Despite the incontestable excellence of female athletes the world over, there is still a massive disparity in the media coverage they receive.
A global survey by DAZN, conducted in partnership with The Female Quotient, found that 64 percent of consumers don’t watch women’s sports because of three key reasons:
Don’t know enough about the athletes and teams
Don’t have as many opportunities to watch
Aren’t aware altogether of where they can catch the events that are available.
This boils down to the following universal trends:
A significant lack of year-round primetime women’s sports broadcast and news media coverage
Minimal year-round promotion of women’s sports events
Storytelling coverage falling short on consistently engaging fans
However, audience and sports fan interest and passion is there with 66 percent of the total population saying they’re interested in at least one women’s sport and 16 percent (314 million people worldwide) saying they are specifically interested in women’s soccer.
Narrowing the gap
We need to fuel this with more consistent and quality coverage, and the potential impact of doing so could be huge. According to a study from FIFA for example, leagues negotiating broadcast rights exclusively for women’s leagues generate, on average, seven times more revenue from broadcast compared to leagues that don’t.
As a broadcaster, DAZN believes we all rise with more eyes and is committed to improving the global visibility of women’s sports and female athletes — by giving fans easier and better broadcast access, surround-sound content, and behind-the-scenes storytelling.

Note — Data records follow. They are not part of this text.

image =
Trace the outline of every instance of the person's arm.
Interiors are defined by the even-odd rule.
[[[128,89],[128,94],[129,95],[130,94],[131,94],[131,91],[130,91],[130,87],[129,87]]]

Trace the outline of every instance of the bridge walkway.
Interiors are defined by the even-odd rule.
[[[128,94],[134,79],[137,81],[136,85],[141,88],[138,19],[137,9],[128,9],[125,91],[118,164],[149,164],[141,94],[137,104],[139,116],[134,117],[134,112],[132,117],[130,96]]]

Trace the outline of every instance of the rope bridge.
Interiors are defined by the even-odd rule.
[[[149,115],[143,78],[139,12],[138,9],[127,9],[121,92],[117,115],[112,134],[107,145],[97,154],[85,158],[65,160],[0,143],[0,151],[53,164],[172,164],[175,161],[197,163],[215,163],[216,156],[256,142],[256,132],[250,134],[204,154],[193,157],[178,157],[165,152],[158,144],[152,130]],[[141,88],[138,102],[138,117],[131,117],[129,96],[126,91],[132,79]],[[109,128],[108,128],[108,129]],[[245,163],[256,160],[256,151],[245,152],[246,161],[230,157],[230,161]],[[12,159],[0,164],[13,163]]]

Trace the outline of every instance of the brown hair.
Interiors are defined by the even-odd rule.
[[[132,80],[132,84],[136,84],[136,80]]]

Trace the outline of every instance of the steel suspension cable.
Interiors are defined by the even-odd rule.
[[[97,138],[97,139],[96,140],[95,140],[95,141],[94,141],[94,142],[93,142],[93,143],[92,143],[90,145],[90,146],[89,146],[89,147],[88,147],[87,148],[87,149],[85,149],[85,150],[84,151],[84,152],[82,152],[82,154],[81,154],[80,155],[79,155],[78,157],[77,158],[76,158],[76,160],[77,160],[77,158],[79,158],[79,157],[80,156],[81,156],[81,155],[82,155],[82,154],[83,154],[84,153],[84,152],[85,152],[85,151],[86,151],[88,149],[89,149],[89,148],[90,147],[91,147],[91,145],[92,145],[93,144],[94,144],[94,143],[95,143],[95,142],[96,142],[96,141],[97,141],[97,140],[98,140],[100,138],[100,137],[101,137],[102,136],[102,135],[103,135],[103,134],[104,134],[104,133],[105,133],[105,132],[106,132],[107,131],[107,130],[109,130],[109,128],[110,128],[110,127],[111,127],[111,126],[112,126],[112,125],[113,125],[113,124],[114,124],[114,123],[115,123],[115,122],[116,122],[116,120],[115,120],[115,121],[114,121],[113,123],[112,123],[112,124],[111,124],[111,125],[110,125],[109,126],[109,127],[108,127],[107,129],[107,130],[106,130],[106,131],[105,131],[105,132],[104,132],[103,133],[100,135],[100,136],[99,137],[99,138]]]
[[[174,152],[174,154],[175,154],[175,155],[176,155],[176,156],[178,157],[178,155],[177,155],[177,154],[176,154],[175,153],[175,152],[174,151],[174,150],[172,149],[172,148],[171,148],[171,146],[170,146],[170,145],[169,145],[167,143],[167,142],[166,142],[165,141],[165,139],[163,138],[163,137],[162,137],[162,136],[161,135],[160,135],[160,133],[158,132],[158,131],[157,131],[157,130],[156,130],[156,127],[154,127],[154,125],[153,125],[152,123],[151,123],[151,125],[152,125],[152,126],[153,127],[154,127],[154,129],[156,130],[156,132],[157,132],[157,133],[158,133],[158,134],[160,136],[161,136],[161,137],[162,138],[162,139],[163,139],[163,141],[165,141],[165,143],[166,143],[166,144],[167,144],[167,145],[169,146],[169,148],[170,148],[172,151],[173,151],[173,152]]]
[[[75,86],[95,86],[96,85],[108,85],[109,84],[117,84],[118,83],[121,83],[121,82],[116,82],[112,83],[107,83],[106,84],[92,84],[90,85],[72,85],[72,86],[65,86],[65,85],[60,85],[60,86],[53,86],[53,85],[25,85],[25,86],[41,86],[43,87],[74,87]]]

That’s why we’ve made a long-term investment in the Women’s Champions League, partnering with UEFA and YouTube to remove viewership barriers and — as the competition’s first-ever global broadcaster — making it available for fans to watch, all around the world, for free, on DAZN’s new dedicated YouTube channel. With the group stage having just concluded in dramatic fashion in mid-December, more than 14 million views from 200 plus markets have been accumulated already (including plenty of Canadians tuning in to see women’s soccer Olympic gold medalists like Ashley Buchanan and Jordyn Huitema in action).
As the competition resumes in March, one of the quarterfinal matches — El Clásico on March 30, Barcelona vs. Real Madrid — has seen more than 85,000 tickets sold and is set to break the world record for attendance at a women’s club game.
Clearly, the incredible ripple effect that more eyes will have on the game is already well in motion. Collectively, we can level the playing field by closing the women’s sports broadcast, news media, and social coverage gap.